Hanoi should know that such drilling in the said area is China's sovereign right endowed by the United Nations Convention on the Law of the Sea.
First, the Xisha Islands have been a Chinese territory since ancient times. Available historical documents record that Chinese people first discovered the South China Sea islands in the Han Dynasty (202 BC-AD 220) and also gained an initial knowledge about the South China Sea. With the progress of the navigation technology and the invention and wide use of compass, the navigation and activities of Chinese people at sea tended to be more frequent from the Song Dynasty (960-1279). Since then, South China Sea islands and adjacent waters have not only become a wide area for Chinese people to engage in production and commercial activities, but have also become an important water area for China's navy forces to patrol and defend. In AD 971, Zhao Kuangyin, the founding emperor of the Song Dynasty, began organizing a patrol naval squad, whose regular cruises and patrols in the South China Sea established China's jurisdiction over the Xisha Islands. In 1279, Kublai Khan, the founding emperor of the Yuan Dynasty (1271-1368), sent General Guo Shoujing to the South China Sea for the inspection and research of the sea's geography and landscape to offer security guarantees for the cruising imperial naval force. Afterwards, the Ming (1368-1644) and Qing (1644-1911) dynasties both put the South China Sea islands and adjacent waters under their jurisdiction, and it has ever since become a common practice for China's naval forces to make inspection tours for coastal defense and exercise sovereignty over them. There were also countless maps, archives, documents and logs reserved from the Ming and Qing dynasties that recorded the South China Sea islands.
The traces of Chinese people's activities from ancient times have also left numerous remains of historical relics there. Aside from the sites of historical relics, quite a few stone tablets erected during the Qing Dynasty and the Republic of China (1912-1949) on South China Sea islands and reefs to maintain and declare China's sovereignty over them have also been excavated. Most of these stone tablets were the monuments of then Chinese government officials or military officers who landed on these islands or reefs for inspections.

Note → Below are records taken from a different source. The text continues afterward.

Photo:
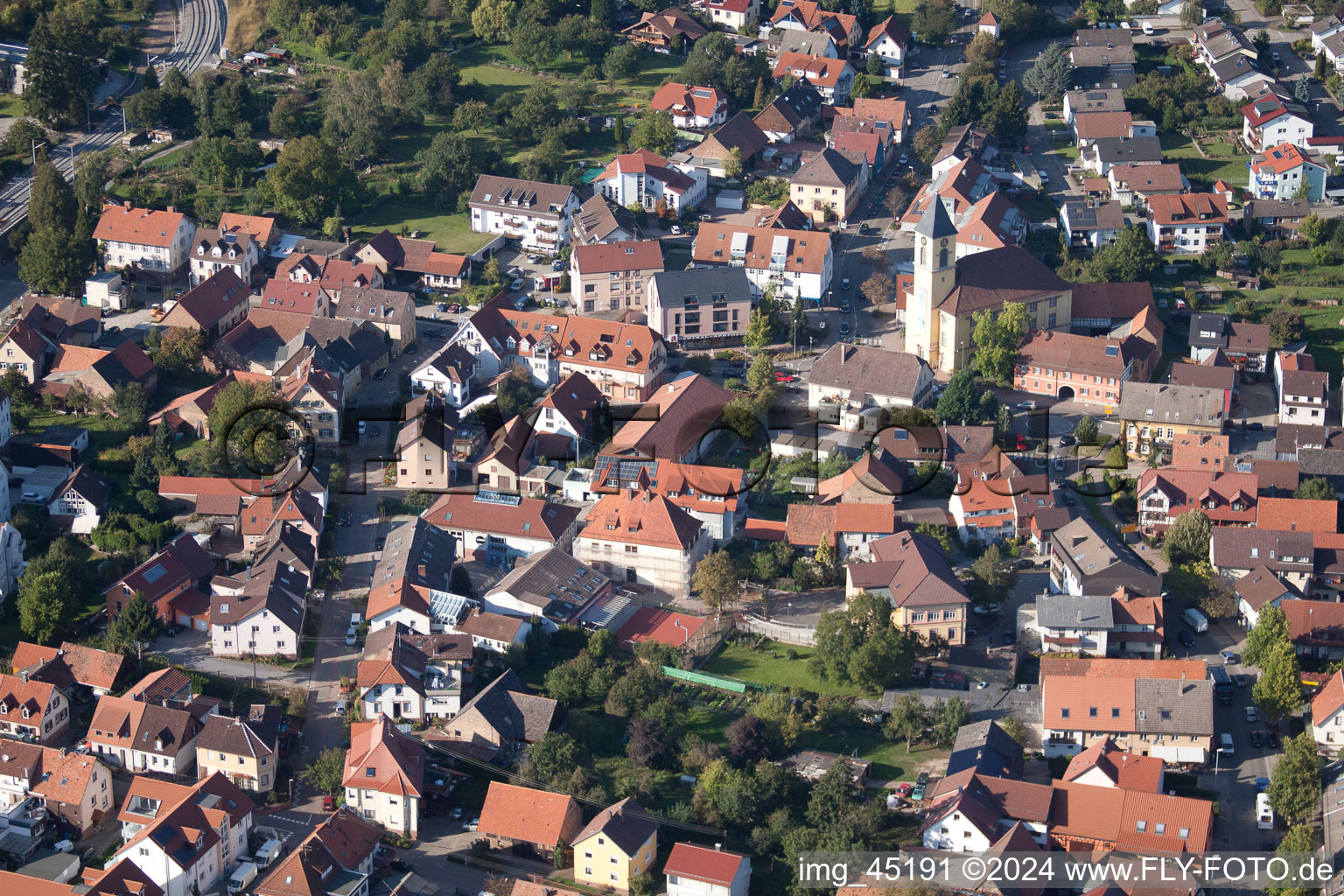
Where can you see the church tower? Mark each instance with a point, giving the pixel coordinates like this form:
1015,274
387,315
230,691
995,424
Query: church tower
934,278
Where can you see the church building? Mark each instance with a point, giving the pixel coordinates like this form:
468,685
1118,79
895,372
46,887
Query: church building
948,290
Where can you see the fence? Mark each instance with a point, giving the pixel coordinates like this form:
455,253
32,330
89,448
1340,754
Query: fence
781,632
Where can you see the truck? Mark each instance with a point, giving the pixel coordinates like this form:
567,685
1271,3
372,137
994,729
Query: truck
1223,688
242,876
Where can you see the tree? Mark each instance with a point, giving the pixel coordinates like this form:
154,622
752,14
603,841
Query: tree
471,116
60,70
934,20
746,739
878,289
52,205
1188,537
1278,690
907,720
46,605
180,351
956,713
715,579
136,627
1051,74
1130,258
1314,489
621,63
1086,430
960,402
310,182
492,20
996,340
1270,629
326,771
1285,323
1294,786
992,577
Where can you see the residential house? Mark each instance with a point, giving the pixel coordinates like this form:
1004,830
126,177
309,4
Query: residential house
676,304
242,748
1152,414
701,871
831,78
668,32
1328,717
613,276
1086,559
913,572
692,108
830,186
171,580
604,220
616,846
186,840
1133,185
533,213
794,263
522,818
1276,118
1092,225
794,113
1226,499
647,178
1121,624
734,15
1277,218
214,251
385,775
1160,708
855,384
1236,551
258,612
335,858
1304,396
501,526
890,42
32,710
214,305
1283,172
624,360
948,290
143,238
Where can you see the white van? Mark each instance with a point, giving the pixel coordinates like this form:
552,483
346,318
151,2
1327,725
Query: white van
242,876
269,852
1264,815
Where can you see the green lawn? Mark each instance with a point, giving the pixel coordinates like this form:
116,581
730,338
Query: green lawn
737,662
1219,167
890,762
451,233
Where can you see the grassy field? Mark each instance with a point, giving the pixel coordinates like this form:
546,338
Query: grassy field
1181,148
451,233
737,662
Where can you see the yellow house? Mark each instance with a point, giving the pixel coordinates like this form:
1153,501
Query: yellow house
617,845
242,748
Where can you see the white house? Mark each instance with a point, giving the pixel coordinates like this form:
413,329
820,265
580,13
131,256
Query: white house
533,213
213,251
699,871
153,241
258,612
1328,717
647,178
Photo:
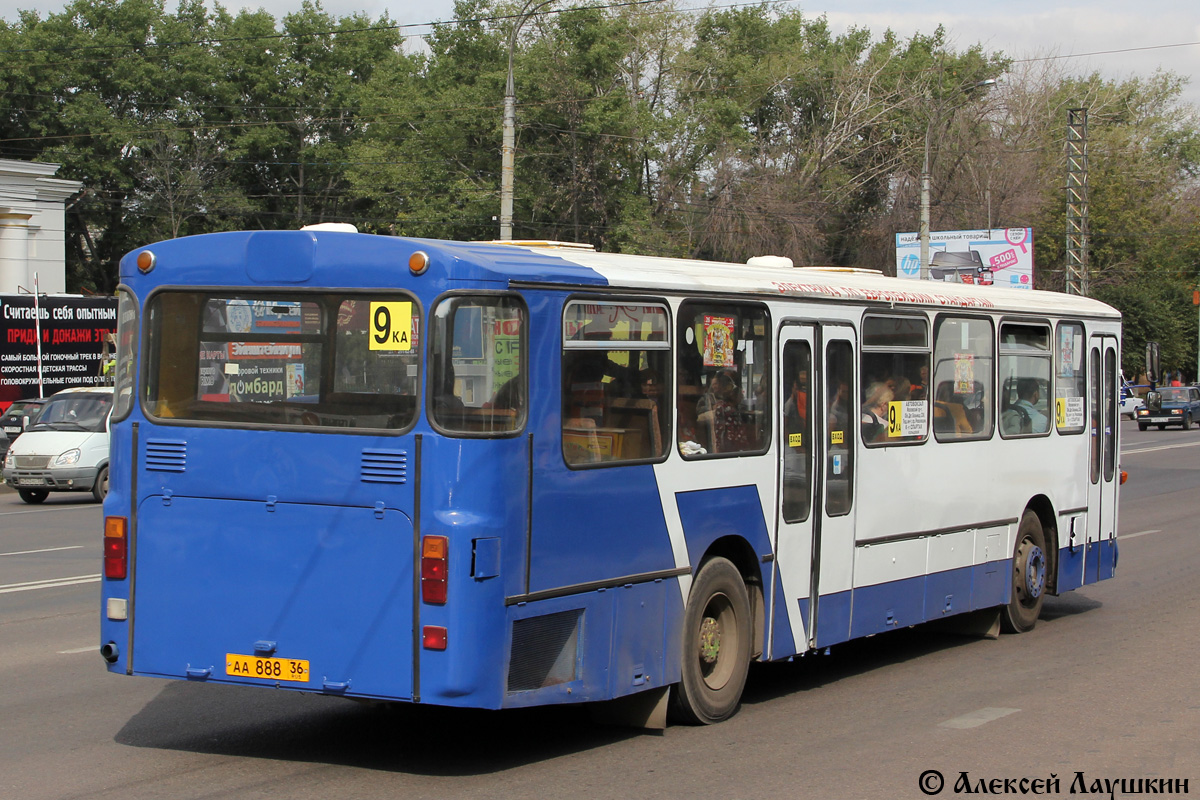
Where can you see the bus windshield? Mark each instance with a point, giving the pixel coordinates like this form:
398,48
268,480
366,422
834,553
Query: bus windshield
330,360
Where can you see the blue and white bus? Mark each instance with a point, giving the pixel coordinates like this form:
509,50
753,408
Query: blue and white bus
508,474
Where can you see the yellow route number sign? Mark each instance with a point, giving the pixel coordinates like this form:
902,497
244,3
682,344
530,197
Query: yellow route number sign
391,326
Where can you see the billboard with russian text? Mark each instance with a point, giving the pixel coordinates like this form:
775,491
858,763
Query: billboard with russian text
72,332
1001,257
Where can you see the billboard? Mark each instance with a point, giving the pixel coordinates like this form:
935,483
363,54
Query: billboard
73,334
1002,257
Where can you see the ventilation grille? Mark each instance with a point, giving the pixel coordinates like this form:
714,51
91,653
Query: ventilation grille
545,650
163,456
384,465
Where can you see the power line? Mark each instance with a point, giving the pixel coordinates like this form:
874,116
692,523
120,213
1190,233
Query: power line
1116,52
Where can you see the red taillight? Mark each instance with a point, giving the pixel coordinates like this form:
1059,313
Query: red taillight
435,561
433,637
115,549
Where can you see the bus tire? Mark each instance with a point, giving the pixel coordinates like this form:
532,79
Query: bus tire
1030,575
33,495
717,635
100,489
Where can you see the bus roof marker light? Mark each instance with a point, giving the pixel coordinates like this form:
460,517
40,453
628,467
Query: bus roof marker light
419,262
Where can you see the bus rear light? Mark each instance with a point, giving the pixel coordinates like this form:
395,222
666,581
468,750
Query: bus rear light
435,569
433,637
115,548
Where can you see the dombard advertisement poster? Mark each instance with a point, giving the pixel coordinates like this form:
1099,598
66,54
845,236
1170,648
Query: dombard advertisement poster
73,332
1001,257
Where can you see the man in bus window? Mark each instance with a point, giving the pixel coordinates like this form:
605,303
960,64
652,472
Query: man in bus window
1024,416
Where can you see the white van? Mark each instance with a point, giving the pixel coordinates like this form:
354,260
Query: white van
66,450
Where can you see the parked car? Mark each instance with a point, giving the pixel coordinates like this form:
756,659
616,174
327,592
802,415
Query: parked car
66,449
16,419
1170,405
1129,401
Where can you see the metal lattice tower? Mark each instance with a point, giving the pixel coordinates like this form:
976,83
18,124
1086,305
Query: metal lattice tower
1077,200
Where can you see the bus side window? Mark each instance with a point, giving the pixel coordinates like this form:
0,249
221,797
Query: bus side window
895,379
724,377
963,378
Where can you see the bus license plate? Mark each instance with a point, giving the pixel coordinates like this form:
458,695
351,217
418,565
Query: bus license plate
240,666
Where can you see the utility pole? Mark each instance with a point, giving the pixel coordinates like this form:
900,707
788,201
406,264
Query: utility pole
1077,202
508,146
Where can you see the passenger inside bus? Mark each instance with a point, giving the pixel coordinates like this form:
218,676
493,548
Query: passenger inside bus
721,414
1024,415
875,411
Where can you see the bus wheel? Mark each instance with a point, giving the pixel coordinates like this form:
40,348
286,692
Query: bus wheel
1029,577
100,491
33,495
715,645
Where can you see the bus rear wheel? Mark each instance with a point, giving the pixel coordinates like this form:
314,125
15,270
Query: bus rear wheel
715,645
1030,573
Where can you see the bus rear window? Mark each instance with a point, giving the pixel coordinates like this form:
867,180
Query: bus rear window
477,384
281,360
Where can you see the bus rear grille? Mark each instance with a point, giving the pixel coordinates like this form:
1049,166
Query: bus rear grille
384,465
165,456
545,650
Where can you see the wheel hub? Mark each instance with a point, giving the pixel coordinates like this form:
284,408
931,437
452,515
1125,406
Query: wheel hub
709,641
1035,571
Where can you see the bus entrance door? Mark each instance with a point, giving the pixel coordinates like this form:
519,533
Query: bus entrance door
1103,386
815,525
792,577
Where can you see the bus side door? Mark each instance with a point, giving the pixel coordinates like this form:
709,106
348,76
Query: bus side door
816,414
1099,560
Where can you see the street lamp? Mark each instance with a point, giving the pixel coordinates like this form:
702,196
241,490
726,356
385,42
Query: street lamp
508,148
924,180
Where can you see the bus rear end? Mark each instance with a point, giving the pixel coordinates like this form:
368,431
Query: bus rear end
263,519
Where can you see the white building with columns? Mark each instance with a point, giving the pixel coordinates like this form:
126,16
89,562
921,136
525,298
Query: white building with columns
33,227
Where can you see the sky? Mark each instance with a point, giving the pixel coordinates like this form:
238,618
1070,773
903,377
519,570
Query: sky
1117,37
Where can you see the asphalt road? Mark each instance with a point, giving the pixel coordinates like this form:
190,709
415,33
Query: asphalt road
1105,686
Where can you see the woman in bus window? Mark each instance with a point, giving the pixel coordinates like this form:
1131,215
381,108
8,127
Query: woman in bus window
724,413
875,411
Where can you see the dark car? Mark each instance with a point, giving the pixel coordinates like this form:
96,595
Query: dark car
1170,405
19,416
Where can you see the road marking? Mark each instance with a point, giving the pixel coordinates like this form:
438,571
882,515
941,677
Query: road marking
1138,451
976,719
48,549
1140,533
64,507
53,583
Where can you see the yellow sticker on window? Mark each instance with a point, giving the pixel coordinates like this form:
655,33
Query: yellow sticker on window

During the period of the Republic of China, the Chinese government took a series of active measures maintaining its sovereignty over the South China Sea islands, including the renaming of islands and reefs at the sea, including the Xisha Islands, by the government agency in charge of maps censorship. After World War II, China resumed its exercise of sovereignty over the South China Sea islands in accordance with the spirits of a series of international documents, including the Cairo Declaration and Potsdam Proclamation. From November to December 1946, the government of then the Republic of China sent Yongxing, Zhongjian, Taiping and Zhongye warships to the South China Sea for taking over the sovereignty of Xisha, Dongsha, Zhongsha and Nansha islands that had been grabbed by Japan during World War II. In February 1948, the government of the Republic of China published an official map, The Location of South China Sea Islands, which explicitly marked South China Sea islands, including the Xisha Islands, as a part of China's territory.